William Shakespeare’in “Macbeth’i” nde, Macbeth’in “Onlar benim gözümle kirişler yaralar” diyor, ya da “tek dillerimizi kabartan bu tiran.” > Bu cümlelerin her ikisi de abartılı örneklerdir çünkü bir şeyi olduğundan daha az ya da çok abartırlar.
Okuyucular, bir tacın göz kürelerini yaratamayacağını veya bir kişinin adının bir başkasının dilini kabartmayacağını bilir. Bu abartı, onu edebi bir araç olarak abartılı kılıyor.

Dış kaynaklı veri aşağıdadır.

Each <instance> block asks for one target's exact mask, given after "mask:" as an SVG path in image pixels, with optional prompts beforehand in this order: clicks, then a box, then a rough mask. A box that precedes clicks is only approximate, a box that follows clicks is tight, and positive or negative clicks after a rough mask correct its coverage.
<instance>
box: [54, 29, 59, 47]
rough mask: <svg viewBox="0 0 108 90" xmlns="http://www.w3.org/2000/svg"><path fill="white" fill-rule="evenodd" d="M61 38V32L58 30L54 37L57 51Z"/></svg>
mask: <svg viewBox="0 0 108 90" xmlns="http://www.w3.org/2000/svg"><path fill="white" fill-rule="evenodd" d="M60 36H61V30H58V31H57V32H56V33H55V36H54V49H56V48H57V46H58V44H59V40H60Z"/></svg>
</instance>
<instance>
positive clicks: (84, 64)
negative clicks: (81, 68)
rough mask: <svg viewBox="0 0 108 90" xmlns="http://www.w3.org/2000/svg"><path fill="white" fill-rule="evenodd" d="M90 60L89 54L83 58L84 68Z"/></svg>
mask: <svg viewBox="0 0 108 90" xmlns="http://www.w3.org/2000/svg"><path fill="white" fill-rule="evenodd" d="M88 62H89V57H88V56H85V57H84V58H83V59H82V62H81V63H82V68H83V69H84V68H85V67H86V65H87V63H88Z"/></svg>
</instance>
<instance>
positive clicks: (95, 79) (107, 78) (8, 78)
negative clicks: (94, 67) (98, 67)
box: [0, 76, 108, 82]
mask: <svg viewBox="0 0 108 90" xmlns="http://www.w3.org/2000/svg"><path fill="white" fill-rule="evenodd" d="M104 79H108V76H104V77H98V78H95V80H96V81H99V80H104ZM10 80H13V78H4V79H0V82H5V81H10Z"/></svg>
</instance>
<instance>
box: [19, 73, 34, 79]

"Macbeth" in hikayesi, Macbeth'i ve karısı Leydi Macbeth'i tahttan geçmeye çalışırken izler. Sonunda taht elde etseler de, Macbeth çılgınlığa inerken çok pahalıya mal olur. İkisi daha sonra zamansız bir ölümle tanışır.
Shakespeare'in "Macbeth" inin ana temalarından biri, çok hırslı ve ahlakı görmezden gelenlerin yıkımdan başka bir şey bulamayacaklarıdır. Oyun başladığında, Macbeth güç aç ama yine de kendisine rehberlik etmesine izin veren ahlaki bir pusulaya sahip. Leydi Macbeth onu hemen Kral olabilmek için Duncan'ı öldürmesi gerektiğine ikna eder. Macbeth, Duncan'ı öldürüp kral olduktan sonra, derin bir pişmanlık ve yeni bir paranoya hissediyor. Bu yeni paranoya, birisini ve onu sinirlendiren veya itaat etmeyen herkesi öldürmeyi düşünmesini sağlar. Shakespeare, hırs herhangi bir ahlaki rehberlik olmadan serbest bırakıldığı zaman, şiddetin sorunları çözmek için kullanılacağına işaret ediyordu.